To place your order, you walk through the dining area toward the back. There's a large menu board (easy to read!) where you can order, fill your drink, and then find your spot to have a seat and wait on your food.
We wanted to try as much as possible, so we opted to place our order and then utilize the "Add Moe" to be able to enjoy ribs and pulled pork as well!
Sweet Harold chose the 1/2 smoked chicken and added ribs. His sides were baked beans and potato salad. The chicken was resting on a little bit of slaw so he got to try that as well! Cornbread was included and it was a very ample portion.
Now we all know, smoking chicken is a highly regarded skill. To be able to cook the dark meat to keep it juicy while letting the white meat not dry out, is a delicate balance. The pitmaster yesterday has the skill to have the chicken served at the exact level of perfection. Kudos! You're not seeing things either. There's red AND white bbq sauce on that chicken.
The beans were flavorful and a great consistency, not too thick nor too thin. Add a little of that pulled pork, and they'd be a 15/10.

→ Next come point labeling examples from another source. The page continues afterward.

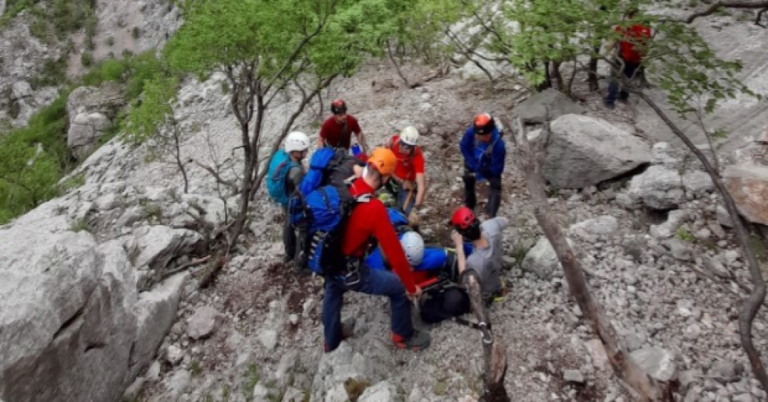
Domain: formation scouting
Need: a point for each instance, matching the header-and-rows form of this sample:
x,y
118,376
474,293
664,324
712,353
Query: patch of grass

These ribs were tender and full of smoke flavor. The dry rub was very complementary to the pork. It didn't compete or overwhelm the smokiness of the ribs.
My order had five pieces of catfish with two hushpuppies. The coating on the fish was well-seasoned and the fry was light and crunchy. The person manning the fryer yesterday knew the exact moment the fish was ready. Very tasty! The hush puppies were a tad overcooked. But that may be just my preference.